Difficoltà nelle relazioni
I ragazzi tra gli 11-13 anni con un rischio di “dipendenza social” dichiarano una difficoltà comunicativa con i genitori nel 75,9%, quelli che soffrono di “dipendenza da videogiochi” nel 58,6%, quelli con una “disturbo alimentare” grave nel 68,5%. Percentuale che arriva al 77,7% nei ragazzi delle scuole superiori che presentano una tendenza rischiosa al ritiro sociale. «C’è una difficoltà comunicativa nei ragazzi, è la paura di trovare una resistenza nell’altro. Ed è il tema tipico della gestione dei conflitti: cosa fare quando gli altri non fanno quello che tu desideri che facessero e capita, soprattutto, nei giovani che hanno avuto un maternage (accudimento materno) prolungato. I ragazzi hanno bisogno di affrontare le sfide, non di essere sostituiti in tutto per tutto dai genitori che, invece, dovrebbero accettare il loro allontanamento e gestirlo il meglio possibile. Se i ragazzi vogliono uscire, fare esperienze fuori dal nucleo familiare è normale, così come è giusto che in adolescenza considerino la casa un “albergo” , c’è da preoccuparsi se dovesse accadere il contrario. Il problema delle relazioni, però non riguarda solo il rapporto con i genitori ma anche quello tra pari. I giovani devono imparare a relazionarsi, a gestire frustrazioni e le comunicazioni “difficili” con i coetanei», spiega Novara.

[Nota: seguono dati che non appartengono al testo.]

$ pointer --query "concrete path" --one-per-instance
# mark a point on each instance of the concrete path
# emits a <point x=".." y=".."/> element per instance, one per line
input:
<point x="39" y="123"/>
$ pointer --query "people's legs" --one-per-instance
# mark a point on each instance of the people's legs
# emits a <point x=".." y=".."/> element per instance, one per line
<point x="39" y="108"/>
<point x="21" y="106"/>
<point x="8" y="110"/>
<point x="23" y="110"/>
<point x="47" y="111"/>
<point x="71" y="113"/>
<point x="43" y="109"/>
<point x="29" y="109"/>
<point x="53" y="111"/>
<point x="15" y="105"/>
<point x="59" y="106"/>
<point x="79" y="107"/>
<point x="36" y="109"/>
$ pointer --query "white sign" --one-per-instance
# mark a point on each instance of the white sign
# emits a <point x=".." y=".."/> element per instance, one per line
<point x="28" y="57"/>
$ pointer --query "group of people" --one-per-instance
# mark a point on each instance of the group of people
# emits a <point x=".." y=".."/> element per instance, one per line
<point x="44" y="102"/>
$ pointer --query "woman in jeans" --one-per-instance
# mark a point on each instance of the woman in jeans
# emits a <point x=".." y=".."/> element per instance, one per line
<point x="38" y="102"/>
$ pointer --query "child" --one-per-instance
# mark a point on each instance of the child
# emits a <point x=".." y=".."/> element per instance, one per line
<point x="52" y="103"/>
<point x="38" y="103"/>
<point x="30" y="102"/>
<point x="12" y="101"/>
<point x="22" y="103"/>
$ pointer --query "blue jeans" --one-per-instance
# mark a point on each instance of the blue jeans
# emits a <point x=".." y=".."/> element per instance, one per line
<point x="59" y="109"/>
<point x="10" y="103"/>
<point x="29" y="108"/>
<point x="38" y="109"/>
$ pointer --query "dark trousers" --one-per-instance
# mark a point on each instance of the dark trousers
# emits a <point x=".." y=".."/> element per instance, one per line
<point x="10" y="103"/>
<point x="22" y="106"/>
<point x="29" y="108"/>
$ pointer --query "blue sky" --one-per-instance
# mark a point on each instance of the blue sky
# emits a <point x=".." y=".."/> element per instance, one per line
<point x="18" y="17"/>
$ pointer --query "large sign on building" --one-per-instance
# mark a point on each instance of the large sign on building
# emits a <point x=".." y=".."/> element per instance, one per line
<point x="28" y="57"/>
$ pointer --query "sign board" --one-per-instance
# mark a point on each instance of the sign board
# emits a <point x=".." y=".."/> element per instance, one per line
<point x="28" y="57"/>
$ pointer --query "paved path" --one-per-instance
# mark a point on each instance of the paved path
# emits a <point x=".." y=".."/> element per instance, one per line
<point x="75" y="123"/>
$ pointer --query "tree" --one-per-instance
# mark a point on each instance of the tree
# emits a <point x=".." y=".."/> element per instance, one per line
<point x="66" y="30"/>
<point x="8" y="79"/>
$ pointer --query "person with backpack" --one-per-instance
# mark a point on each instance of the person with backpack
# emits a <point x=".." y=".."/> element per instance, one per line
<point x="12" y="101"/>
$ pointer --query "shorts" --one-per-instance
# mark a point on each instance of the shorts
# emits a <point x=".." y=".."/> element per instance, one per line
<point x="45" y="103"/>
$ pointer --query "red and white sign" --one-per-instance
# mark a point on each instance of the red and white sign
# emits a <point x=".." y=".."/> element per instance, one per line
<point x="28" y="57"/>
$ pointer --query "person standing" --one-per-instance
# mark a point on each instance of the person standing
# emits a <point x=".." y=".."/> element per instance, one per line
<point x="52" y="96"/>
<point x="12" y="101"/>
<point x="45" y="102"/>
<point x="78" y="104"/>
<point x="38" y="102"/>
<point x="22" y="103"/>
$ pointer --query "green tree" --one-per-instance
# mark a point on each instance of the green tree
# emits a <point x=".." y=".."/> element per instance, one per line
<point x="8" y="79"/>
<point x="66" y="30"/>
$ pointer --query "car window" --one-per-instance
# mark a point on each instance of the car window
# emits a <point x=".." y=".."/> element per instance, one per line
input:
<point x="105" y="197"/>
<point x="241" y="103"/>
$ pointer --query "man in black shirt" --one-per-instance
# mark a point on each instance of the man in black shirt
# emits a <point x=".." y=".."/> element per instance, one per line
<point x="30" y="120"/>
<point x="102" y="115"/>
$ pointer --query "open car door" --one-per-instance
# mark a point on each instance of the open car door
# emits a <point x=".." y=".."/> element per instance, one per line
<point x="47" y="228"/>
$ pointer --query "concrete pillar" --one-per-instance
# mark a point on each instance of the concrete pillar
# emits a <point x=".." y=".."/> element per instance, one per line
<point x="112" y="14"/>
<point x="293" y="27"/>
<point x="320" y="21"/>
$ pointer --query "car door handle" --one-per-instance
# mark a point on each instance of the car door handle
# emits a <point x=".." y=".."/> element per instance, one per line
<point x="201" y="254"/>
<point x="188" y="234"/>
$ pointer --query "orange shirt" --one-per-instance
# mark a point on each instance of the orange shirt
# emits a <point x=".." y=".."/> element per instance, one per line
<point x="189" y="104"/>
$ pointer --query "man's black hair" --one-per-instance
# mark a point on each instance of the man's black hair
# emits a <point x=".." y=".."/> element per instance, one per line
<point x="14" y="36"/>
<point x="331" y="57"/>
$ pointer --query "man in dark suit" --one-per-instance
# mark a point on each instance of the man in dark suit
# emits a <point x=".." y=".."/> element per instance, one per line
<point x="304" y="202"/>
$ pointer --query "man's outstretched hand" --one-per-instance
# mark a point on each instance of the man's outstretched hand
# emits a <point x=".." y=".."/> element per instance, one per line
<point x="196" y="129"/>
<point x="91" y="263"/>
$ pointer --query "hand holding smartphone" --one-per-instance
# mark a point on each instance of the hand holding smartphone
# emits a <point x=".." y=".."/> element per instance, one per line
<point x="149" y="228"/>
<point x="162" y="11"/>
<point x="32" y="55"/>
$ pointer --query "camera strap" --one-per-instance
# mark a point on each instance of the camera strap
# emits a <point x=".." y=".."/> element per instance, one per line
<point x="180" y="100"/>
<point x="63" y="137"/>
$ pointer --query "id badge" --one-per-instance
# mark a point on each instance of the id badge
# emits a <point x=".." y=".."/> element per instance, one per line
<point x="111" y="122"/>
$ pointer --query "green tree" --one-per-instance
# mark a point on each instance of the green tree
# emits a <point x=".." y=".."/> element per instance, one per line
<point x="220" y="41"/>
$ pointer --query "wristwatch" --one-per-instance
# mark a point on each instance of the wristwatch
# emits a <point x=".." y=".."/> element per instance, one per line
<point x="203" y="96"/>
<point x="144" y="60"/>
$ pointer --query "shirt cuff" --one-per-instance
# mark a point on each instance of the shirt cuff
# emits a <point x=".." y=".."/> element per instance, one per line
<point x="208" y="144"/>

Cosa deve preoccupare i genitori
I genitori si devono allarmare se vedono che il figlio tende a isolarsi, o se inizia a sottrarsi agli impegni. «Non volere andare a scuola, per esempio, è un segnale molto negativo», dice l'esperto. «Prima di guadare le dipendenze esplicite, bisognerebbe guardare se l’adolescente sta sfidando la vita o se si sottrae. Se si sottrae, prima o poi, si metterà nei guai. L’isolamento è l’anticamera delle dipendenze, per esempio dai videogiochi. I genitori di solito sono preoccupati dalle cattive compagnie ma, in realtà, il problema più grosso è la mancanza di compagnia. Le cattive compagnie ci sono, ma sono rare, la mancanza di compagnie si lega a un elemento depressivo che sta diventando molto comune tra i ragazzi e le ragazze di oggi. Se un giovane non ha interessi, si ritira, finisce in un vuoto che verrà prima o poi riempito da qualcosa, e spesso quel qualcosa sono dipendenze dannose» conclude Daniele Novara.